La Luna es ya tan conocida como si el hombre hubiera permanecido en ella durante mucho tiempo. Existen mapas geográficos de aquel planeta; conocemos sus mares y sus continentes; hemos medido la altura de sus montañas y les hemos dado nombres; hemos fotografiado su aspecto, y, por analogía, hemos adivinado su composición química. En fin, no queda más que tomar posesión de aquel mundo, descrito con más minuciosidad que el África y la Australia centrales, la Nueva Guinea y las regiones polares del globo terrestre.

—¡Entonces, vámonos allí en seguida! —exclamó Peter Gryphins entusiasmado—. Pido que se me dé ahora mismo un billete para el viaje.

—Ese billete costará algo caro —respondió Costerus Wagner con tono significativo—. Y por eso nos dirigiremos, amigos míos, si os parece bien, al que tiene más dinero en su caja que los mismos Rothschild: al Señor Todo el Mundo.

—¡Costerus, dejad que os abracemos! —dijeron Peter e Ignaz apretándole contra su pecho—. Si vuestro proyecto es tan claro como vuestras explicaciones, tenemos hecha nuestra fortuna; y ya no por millares, sino por millones, las libras esterlinas entrarán en nuestra caja.

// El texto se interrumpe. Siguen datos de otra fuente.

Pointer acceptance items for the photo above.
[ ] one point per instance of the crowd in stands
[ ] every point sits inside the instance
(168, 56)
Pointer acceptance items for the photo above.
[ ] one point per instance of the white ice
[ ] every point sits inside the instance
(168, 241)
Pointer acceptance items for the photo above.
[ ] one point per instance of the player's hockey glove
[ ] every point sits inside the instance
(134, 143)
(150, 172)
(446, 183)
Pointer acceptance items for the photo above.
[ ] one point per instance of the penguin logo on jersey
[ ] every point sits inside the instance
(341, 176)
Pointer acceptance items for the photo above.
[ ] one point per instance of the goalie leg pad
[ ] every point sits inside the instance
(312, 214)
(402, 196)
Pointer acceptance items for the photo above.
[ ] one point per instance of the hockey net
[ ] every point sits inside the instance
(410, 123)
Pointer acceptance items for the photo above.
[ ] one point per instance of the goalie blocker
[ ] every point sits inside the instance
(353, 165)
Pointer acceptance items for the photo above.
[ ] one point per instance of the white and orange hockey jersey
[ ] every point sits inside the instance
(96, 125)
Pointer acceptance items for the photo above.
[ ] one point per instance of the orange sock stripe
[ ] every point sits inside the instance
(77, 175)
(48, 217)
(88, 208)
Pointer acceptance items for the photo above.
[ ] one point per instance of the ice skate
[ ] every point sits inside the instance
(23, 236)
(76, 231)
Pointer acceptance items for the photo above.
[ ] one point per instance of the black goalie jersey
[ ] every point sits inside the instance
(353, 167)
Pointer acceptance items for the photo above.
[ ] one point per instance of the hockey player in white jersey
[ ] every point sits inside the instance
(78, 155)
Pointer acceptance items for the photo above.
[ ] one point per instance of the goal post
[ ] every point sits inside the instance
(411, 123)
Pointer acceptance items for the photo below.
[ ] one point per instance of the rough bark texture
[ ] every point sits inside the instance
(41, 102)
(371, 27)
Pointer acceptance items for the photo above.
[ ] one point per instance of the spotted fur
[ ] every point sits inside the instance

—Pues bien, en ese caso, redactemos en seguida el prospecto —replicó Costerus—, y que desde mañana aparezca en todos los periódicos.

REDACTEMOS EN SEGUIDA EL PROSPECTO.

Dicho y hecho; se sentó en su pupitre, y tomando un pliego de papel, lo encabezó de la manera siguiente:

«SELENE-COMPANY limited. Sociedad en comandita para la conquista de la Luna. Capital social: dos millones de libras esterlinas.»